LITTLE ROCK, March 4, 2021 (LifeSiteNews) — The Arkansas legislature has given final approval to a bill that would completely ban abortions except to save a mother’s life, though it remains to be seen whether Republican Gov. Asa Hutchinson will sign it into law.
The state House voted 75-18 to pass the bill Wednesday, the Associated Press reports, a month after its passage in the state Senate. The state chapter of the American Civil Liberties Union (ACLU) called the bill “plainly unconstitutional” and warned that “we will be seeing the state of Arkansas in court again” if it’s signed into law.
Broad abortion bans, which conflict with the Supreme Court’s “fetal viability” threshold, are generally not enacted with the expectation that they will take effect in the near term. Instead, they are enacted in hopes of provoking a legal battle that would hopefully reach the U.S. Supreme Court and instigate a review of Roe v. Wade, thereby potentially overturning decades of pro-abortion legal precedent and freeing the states to set their own abortion laws.
“It’s time for [Roe] to be overturned in the Supreme Court,” declared Republican state Rep. Mary Bentley, one of the bill’s sponsors.
Such a case would present the biggest test yet of former President Donald Trump’s three appointees to the Supreme Court, and whether they will help comprise the majority needed to finally overturn Roe. But it’s currently unclear if Hutchinson will give it that chance.
Hutchinson has signed various pro-life measures into law in the past, including bans on late-term and Down syndrome abortion and a trigger law that would ban most abortions once Roe is overturned.

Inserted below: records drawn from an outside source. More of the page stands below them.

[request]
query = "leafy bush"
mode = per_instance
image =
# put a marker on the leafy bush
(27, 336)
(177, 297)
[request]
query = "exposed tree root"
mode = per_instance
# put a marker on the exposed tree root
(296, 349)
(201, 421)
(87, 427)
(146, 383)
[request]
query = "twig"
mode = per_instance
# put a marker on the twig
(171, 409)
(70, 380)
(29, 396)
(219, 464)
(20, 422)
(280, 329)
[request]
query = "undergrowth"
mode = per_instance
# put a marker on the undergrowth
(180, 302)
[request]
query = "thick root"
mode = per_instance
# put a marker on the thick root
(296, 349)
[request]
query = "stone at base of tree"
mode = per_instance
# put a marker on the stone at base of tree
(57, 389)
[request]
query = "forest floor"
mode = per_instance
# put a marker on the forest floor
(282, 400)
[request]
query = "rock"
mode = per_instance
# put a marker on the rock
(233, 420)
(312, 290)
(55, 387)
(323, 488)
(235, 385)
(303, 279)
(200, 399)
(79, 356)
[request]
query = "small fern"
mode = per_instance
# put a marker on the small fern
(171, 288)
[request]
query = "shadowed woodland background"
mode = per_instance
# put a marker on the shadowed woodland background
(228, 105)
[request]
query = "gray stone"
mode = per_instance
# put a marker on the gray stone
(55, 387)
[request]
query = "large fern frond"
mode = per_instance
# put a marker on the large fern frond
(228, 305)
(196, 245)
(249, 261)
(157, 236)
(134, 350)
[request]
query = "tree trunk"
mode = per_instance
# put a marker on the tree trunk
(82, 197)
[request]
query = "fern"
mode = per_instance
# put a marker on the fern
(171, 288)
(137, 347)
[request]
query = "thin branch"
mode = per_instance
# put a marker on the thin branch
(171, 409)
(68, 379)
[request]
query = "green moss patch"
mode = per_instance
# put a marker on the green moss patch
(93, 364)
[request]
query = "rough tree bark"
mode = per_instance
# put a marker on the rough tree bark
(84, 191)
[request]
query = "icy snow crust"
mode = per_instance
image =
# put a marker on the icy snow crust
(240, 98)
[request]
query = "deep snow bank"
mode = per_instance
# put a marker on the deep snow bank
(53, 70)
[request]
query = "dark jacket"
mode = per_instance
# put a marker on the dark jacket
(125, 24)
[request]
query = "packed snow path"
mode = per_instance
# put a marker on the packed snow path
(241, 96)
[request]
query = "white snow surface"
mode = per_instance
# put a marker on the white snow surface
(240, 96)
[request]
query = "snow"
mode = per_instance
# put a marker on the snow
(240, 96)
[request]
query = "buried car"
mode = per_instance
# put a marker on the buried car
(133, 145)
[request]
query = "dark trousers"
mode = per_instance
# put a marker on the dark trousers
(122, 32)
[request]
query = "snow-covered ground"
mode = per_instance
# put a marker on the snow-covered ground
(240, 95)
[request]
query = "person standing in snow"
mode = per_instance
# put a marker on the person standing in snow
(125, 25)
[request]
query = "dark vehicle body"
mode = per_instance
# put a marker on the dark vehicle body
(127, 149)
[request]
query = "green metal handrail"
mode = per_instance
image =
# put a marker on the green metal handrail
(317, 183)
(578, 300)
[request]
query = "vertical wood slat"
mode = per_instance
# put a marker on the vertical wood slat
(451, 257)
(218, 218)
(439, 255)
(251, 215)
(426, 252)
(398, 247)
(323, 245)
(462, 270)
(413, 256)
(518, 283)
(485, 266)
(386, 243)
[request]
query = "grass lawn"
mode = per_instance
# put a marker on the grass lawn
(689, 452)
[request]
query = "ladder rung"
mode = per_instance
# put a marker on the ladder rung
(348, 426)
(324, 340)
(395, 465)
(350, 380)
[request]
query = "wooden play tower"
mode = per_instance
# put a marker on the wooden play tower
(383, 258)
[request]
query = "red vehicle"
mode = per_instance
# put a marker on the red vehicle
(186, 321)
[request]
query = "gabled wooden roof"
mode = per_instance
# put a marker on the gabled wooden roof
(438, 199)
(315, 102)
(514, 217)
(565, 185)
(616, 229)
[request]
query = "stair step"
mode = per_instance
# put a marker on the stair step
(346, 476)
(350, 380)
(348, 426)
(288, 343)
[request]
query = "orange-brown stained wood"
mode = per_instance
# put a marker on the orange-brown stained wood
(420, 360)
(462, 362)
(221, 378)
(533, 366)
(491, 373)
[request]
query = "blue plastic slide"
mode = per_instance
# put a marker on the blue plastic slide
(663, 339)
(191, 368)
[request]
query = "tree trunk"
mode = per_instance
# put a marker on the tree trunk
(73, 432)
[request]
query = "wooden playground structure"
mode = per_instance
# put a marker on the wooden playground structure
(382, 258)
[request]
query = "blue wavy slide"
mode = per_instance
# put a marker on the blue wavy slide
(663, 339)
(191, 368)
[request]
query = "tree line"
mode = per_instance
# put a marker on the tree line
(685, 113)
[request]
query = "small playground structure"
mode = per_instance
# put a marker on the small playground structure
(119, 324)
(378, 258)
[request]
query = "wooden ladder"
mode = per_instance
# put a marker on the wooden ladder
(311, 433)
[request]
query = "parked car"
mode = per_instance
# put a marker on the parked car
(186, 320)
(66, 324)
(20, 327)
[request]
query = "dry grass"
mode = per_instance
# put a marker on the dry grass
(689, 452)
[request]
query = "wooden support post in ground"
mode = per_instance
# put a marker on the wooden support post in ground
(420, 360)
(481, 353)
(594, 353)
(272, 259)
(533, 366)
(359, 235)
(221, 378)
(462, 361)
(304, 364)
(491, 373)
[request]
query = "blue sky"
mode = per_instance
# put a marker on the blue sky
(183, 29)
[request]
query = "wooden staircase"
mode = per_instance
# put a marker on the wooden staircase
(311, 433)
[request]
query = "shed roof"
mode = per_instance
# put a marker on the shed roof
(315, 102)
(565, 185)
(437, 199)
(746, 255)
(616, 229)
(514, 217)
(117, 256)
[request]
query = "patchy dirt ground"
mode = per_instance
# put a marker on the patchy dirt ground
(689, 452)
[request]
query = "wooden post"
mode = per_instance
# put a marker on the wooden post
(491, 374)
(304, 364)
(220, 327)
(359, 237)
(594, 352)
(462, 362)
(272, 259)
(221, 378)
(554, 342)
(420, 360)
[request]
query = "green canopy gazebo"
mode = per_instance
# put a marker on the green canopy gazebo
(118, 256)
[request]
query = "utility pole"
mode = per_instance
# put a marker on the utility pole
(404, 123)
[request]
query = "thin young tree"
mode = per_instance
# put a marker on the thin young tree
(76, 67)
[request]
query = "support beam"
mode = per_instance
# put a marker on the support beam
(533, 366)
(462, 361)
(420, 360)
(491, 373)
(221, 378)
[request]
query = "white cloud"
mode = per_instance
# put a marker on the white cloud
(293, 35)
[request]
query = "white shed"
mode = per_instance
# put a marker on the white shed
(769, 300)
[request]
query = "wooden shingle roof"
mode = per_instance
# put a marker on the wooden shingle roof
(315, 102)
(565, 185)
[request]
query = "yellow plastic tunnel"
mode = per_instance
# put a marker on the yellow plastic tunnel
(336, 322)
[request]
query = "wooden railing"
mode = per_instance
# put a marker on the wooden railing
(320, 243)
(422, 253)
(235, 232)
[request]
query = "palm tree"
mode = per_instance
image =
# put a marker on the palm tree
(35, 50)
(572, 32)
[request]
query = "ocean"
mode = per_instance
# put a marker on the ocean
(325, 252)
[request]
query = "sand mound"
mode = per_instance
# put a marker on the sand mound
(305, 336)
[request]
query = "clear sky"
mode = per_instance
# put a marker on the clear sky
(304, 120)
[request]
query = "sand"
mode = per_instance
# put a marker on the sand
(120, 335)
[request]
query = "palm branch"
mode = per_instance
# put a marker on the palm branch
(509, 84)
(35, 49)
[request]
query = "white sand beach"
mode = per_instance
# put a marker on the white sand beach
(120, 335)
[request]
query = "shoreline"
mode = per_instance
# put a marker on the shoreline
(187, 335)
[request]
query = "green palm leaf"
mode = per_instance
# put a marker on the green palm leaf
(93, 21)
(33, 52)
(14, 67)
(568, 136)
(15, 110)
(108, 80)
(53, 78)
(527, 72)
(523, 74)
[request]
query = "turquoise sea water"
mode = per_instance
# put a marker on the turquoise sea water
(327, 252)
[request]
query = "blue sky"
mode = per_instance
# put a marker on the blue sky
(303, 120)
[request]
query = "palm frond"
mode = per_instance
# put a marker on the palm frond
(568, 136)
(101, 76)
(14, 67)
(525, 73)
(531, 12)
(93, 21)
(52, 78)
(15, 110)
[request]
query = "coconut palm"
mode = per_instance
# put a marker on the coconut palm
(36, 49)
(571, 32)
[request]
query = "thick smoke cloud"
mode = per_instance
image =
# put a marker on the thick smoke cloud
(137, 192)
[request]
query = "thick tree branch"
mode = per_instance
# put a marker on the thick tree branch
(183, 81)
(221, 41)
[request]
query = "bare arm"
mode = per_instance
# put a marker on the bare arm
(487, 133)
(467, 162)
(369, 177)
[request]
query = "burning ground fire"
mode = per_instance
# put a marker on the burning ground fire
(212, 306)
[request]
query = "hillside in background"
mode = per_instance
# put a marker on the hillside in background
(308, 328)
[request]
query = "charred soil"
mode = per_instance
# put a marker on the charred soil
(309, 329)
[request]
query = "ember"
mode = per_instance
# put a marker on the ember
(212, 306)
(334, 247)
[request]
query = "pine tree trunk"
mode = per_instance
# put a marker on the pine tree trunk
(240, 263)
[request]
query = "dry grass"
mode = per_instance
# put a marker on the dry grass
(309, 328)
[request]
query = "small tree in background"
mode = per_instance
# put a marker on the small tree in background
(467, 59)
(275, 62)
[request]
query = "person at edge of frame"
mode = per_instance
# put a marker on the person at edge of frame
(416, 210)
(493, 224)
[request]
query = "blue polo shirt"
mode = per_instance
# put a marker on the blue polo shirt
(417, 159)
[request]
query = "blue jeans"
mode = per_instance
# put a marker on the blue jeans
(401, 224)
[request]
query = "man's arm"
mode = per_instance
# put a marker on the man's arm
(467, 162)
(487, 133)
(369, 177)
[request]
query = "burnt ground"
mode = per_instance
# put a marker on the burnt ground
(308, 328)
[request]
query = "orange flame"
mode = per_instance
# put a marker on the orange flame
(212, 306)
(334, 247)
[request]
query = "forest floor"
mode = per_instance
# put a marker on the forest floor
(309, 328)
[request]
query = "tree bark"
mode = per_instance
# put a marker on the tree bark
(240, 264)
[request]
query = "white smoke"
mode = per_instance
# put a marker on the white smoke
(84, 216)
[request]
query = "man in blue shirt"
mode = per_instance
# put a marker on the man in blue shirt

But his comments about this latest ban have been noncommittal.
“It’s pro-life legislation and I support pro-life legislation,” Hutchinson has said, while promising he would make a final decision in the days to come. He has reportedly expressed reservations about the lack of a rape or incest exception, but even if he doesn’t give the measure his signature, it will still become law five days after he receives it as long as he declines to veto.